I keep reading more and more articles and arguments about health care reform. Blame is being thrown all around, but nobody really seems to be doing any pragmatic analysis. All sides say, "It absolutely has to be this way, or that way..."; maybe it can be another way.
Opponents point to Medicare and its glaring abuses and inefficiencies as a good reason to avoid a “public option”, and I agree, especially when there's another option. It's called group coverage.
In looking at the money being spent on Medicare, and Medicaid, as well as the money being lost by hospitals and others who are forced to treat indigents and then just absorb the losses, it seems to me that it would be cheaper all around, if instead of building a whole new government controlled bureaucracy, with it's startup, implementation and administration costs, we, instead, take something that's already in place and use it to it's best advantage to solve our problems.
Group insurance policies are what most businesses use to cover their employees. The bigger the business, the bigger the group, and the smaller the individual policy premiums. Imagine a group with 250 million members. That's some serious juice. Why 'wouldn't it be possible to just sign up for the biggest group policy of all time, and have the government underwrite the premiums?
If you think about it, what's the primary reason we need medical insurance in the first place? It's because the associated costs of medical treatment have become too expensive for the average citizen to afford, so instead, we pay the insurance premium, and the insurance companies pay the medical bills.
Under every health care plan that's been proposed to date, the government will be paying all the medical bills. It seems to me that it would be better to just pay the premiums instead, and let the private insurance industry handle the bills the same way they always have, with a few notable exceptions; no exclusions for pre-existing conditions, no exclusions for “experimental procedures”, no exclusions for "accepted" pharmaceutical lists.
Under that policy, it would be possible to abolish Medicare, and Medicaid, with all their associated administration costs and abuses. Their former recipients would now have real health insurance. It could also take over for the Veterans Administration, and provide some real health care for our veterans. Considering the money saved by abolishing these programs alone, I think it would be doable, and provide a much better level of coverage than any of the public options that have been proposed.
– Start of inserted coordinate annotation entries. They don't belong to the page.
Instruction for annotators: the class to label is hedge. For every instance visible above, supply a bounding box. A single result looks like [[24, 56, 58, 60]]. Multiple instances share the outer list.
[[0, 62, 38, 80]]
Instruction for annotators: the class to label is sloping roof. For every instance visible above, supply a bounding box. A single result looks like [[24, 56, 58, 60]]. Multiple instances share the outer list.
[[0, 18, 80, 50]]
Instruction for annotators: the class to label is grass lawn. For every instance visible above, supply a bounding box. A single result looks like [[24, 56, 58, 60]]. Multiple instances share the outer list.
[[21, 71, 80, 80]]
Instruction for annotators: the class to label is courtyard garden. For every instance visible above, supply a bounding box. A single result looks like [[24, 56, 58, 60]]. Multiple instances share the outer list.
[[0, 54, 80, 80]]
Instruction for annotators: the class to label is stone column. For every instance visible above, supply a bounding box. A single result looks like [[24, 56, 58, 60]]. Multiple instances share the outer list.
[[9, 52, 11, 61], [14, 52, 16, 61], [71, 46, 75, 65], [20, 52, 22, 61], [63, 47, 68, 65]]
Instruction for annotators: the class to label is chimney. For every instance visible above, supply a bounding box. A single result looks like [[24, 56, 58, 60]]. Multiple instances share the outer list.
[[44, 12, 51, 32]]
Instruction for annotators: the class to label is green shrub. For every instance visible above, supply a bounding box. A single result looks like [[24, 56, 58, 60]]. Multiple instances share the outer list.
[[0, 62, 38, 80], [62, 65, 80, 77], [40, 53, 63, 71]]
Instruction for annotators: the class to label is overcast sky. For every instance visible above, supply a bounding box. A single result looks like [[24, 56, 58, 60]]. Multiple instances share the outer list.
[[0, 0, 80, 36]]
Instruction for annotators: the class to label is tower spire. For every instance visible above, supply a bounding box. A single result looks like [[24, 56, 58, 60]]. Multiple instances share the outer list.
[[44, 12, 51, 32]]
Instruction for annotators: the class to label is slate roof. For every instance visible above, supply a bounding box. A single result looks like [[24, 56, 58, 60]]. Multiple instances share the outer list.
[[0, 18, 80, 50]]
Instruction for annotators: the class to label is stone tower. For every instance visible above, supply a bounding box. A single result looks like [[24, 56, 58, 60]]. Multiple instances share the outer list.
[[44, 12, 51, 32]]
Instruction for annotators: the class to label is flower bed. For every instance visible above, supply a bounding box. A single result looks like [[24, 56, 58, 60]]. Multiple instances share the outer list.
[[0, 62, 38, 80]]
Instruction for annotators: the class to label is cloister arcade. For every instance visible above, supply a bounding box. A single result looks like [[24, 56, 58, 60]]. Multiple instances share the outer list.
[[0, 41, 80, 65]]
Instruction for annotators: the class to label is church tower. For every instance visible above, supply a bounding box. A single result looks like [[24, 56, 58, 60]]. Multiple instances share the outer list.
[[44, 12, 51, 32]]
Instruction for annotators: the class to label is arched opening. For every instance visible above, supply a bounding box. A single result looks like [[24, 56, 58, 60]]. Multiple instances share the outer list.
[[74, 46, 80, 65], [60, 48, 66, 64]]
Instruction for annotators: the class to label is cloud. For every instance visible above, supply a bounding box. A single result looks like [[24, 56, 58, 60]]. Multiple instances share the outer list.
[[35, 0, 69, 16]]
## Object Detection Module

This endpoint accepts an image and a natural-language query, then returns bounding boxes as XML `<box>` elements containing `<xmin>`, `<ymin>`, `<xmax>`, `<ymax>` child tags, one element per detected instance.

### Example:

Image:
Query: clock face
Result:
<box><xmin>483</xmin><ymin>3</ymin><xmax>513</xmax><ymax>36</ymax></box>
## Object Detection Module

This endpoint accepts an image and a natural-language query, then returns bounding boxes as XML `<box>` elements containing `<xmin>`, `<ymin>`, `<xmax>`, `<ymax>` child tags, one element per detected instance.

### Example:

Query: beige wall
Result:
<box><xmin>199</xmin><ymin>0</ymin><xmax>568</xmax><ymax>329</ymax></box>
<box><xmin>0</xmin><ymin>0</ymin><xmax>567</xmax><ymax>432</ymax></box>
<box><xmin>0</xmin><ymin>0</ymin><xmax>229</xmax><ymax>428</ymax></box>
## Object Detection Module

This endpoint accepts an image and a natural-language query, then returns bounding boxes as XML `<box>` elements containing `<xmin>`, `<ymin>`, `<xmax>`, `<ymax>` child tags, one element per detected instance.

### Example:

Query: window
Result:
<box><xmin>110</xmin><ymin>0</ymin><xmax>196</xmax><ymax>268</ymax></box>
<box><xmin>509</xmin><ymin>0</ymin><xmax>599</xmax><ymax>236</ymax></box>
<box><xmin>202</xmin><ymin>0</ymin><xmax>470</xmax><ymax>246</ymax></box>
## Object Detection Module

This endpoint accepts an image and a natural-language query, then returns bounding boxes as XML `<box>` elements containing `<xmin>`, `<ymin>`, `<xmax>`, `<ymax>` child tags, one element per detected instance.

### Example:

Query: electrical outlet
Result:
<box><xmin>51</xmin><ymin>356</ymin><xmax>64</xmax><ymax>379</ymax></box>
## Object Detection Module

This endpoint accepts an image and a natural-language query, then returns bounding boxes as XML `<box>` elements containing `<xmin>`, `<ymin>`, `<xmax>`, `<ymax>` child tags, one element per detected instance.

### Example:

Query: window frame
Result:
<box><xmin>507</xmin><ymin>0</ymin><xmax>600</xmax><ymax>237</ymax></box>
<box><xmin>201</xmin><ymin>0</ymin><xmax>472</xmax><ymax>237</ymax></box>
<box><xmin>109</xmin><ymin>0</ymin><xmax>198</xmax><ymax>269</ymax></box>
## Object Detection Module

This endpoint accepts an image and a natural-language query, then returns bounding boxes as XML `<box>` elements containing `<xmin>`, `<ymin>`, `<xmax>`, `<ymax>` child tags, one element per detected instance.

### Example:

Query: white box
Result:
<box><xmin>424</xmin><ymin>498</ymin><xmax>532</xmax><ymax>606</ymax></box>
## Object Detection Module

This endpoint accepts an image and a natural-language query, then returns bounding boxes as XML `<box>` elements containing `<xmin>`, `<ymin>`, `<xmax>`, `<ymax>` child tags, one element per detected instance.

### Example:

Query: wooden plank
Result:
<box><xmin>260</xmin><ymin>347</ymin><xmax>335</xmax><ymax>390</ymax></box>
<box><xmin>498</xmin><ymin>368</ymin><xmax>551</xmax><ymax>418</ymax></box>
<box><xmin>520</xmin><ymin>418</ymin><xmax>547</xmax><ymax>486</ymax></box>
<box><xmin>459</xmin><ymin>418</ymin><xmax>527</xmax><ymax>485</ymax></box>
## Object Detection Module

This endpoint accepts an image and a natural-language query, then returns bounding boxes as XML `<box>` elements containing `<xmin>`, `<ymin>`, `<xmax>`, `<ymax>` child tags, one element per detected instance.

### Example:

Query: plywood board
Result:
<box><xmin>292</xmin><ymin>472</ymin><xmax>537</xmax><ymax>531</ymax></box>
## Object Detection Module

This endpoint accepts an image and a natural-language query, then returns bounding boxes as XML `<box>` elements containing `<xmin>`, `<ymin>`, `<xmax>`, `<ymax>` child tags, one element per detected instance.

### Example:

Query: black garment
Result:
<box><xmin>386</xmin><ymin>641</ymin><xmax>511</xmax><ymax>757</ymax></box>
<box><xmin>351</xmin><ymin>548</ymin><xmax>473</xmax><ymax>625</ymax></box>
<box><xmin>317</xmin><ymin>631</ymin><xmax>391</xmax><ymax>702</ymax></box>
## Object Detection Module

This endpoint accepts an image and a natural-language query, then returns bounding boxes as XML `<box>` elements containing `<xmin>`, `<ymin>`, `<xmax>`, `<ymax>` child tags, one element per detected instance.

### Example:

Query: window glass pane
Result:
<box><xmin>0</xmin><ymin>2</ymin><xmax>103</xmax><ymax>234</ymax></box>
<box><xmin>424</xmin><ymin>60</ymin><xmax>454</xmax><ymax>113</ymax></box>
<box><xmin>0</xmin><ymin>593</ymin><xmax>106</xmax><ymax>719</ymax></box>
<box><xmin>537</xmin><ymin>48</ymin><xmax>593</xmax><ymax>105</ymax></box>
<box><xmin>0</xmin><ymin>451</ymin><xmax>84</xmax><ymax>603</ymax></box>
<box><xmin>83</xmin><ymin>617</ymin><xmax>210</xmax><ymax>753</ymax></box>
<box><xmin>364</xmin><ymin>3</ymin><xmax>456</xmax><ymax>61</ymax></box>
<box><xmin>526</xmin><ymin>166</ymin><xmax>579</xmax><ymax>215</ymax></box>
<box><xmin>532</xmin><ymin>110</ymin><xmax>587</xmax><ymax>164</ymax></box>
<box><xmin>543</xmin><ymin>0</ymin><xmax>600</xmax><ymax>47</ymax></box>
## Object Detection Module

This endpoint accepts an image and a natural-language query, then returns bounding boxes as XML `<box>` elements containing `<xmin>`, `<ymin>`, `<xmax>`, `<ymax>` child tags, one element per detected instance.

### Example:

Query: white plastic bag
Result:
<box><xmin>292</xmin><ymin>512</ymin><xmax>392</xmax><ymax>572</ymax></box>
There's lots of money to be made by the insurance industry, so we put the program up for competitive bids every 2 years; if they're providing real health care, for every man woman and child in the United States, and our Military, who the Hell care how much money the industry makes?
Copays could be established at a reasonable level for everyone, and waived for those up to, say, 150% of the current poverty level, and then graduated to those at 400% of the current poverty level. Since the biggest impediment to retirement for the average worker is concerns about health insurance and it's associated premiums, at 55 years of age, regardless of income, all copays could be waived, allowing for earlier, and more secure retirement.
Pharmaceuticals could be purchased at huge volume discounts and distributed on an non-profit basis; research and development costs could be underwritten as well, making the drugs much cheaper, even for name brand drugs. Other countries who have traditionally profited by the same types of volume buying from US drug companies, would be charged a tariff, to offset the government's contribution to R&D.
Why not create health care reform where everybody wins, including private industry?